2 views

I am developing a simulation program. There are herds of animals (wildebeests), and in that herd, I need to be able to find one animal that is away from the herd.

On the picture below, green dots are away from the herd. It is these points that I'd like to be able to find quickly.

Of course, there is a simple algorithm to solve that problem. Count the number of dots in the neighborhood of each point, and then if that neighborhood is empty (0 point in it), then we know that this point is away from the herd.

The problem is that this algorithm is not efficient at all. I have one million points, and applying this algorithm on each of the million points is very slow.

Is there something that would be faster?

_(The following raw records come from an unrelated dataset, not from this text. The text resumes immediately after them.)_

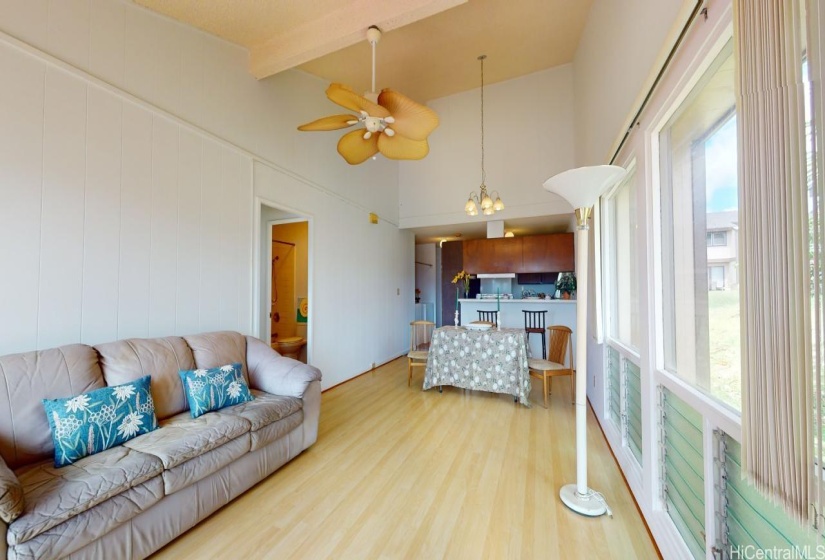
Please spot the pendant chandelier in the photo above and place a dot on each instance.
(488, 207)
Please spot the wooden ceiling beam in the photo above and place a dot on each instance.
(337, 30)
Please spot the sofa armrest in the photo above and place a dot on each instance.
(11, 494)
(273, 373)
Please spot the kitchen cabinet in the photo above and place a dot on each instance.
(536, 278)
(533, 253)
(501, 254)
(548, 253)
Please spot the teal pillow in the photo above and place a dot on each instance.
(213, 389)
(100, 419)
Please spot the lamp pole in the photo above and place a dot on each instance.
(582, 188)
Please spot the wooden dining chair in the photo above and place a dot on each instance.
(490, 316)
(554, 365)
(534, 324)
(421, 333)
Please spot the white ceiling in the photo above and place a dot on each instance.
(429, 49)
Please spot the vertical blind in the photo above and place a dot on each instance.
(683, 475)
(774, 252)
(814, 113)
(748, 518)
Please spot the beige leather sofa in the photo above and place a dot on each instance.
(130, 500)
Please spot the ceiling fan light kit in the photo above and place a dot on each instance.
(483, 199)
(393, 124)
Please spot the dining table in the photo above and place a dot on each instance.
(493, 360)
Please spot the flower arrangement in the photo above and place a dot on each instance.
(463, 276)
(566, 283)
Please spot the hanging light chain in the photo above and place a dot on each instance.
(483, 173)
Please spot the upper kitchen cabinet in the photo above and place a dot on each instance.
(534, 253)
(548, 253)
(502, 254)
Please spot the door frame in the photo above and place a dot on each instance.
(262, 277)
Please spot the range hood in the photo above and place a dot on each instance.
(497, 275)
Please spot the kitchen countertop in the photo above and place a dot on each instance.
(526, 300)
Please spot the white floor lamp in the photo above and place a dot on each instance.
(582, 187)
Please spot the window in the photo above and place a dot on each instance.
(717, 238)
(699, 200)
(622, 275)
(716, 278)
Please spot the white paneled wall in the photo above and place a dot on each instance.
(357, 315)
(115, 220)
(204, 81)
(127, 143)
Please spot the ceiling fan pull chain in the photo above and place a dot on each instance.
(483, 173)
(373, 66)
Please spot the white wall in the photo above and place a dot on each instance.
(623, 46)
(126, 187)
(528, 136)
(362, 292)
(115, 221)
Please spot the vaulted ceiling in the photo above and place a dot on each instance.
(429, 48)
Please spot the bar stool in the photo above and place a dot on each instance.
(534, 323)
(491, 316)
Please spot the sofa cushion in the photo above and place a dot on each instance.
(218, 348)
(27, 378)
(265, 409)
(271, 417)
(273, 373)
(92, 422)
(11, 494)
(56, 495)
(182, 437)
(74, 534)
(215, 388)
(203, 465)
(161, 358)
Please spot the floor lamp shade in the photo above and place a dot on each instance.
(582, 187)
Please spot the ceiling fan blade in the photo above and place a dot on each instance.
(412, 119)
(346, 97)
(399, 147)
(355, 149)
(334, 122)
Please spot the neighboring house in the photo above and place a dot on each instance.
(723, 250)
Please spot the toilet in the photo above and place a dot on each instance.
(290, 346)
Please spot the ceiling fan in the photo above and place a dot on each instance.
(394, 124)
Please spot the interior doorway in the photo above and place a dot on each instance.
(289, 283)
(285, 283)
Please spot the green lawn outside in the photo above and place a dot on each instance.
(725, 358)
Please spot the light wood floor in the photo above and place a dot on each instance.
(402, 473)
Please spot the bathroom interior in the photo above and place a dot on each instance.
(289, 305)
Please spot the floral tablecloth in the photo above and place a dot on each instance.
(493, 360)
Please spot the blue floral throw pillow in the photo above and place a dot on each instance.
(100, 419)
(212, 389)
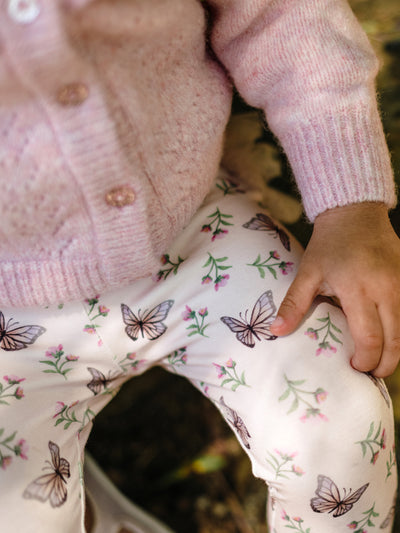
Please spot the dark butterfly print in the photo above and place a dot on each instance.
(260, 321)
(234, 419)
(378, 382)
(14, 337)
(99, 382)
(52, 486)
(263, 222)
(329, 500)
(149, 323)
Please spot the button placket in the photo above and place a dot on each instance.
(23, 11)
(120, 196)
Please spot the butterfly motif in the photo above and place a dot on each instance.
(149, 323)
(14, 337)
(329, 500)
(237, 422)
(262, 222)
(99, 382)
(52, 486)
(381, 386)
(261, 319)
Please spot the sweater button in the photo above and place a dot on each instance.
(23, 11)
(72, 94)
(120, 196)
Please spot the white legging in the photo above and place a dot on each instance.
(318, 432)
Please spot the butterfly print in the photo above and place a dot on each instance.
(260, 321)
(381, 386)
(14, 337)
(149, 323)
(329, 500)
(99, 382)
(52, 486)
(234, 419)
(263, 222)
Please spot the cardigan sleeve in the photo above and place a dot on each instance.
(310, 67)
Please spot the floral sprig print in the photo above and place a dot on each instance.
(214, 226)
(8, 450)
(299, 398)
(295, 523)
(359, 526)
(374, 442)
(177, 358)
(57, 360)
(282, 464)
(327, 330)
(93, 313)
(11, 389)
(228, 187)
(129, 362)
(171, 267)
(273, 264)
(66, 414)
(214, 272)
(391, 463)
(229, 375)
(198, 327)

Maybe using trees?

We want to avoid that case. A group of green dots in the left corner would be chosen, even though they should not because it's not a single animal that is away from the herd, it's a group of animals. We are only looking for one single animal away from herd.

by (33.1k points)

For nearest neighbors queries, kd-trees are used. They result in O(n log n) queries (one query is in log(n) times n queries, and building the kd-tree is itself in O(n log n) ) which I can see working pretty fast for a couple millions of points, and there are libraries that are already pretty efficient as well (ANN for instance).

ANN stands for "Approximate nearest neighbors", and can be even faster when exact distances are not needed. You want to detect whether the first nearest neighbor distance is large or small, you can set a pretty high threshold which would make things even faster.

Simply determines the distance distribution to everyone nearest neighbor, and find the outliers. Sorting all these distances to determine the outliers is again in O(n log n).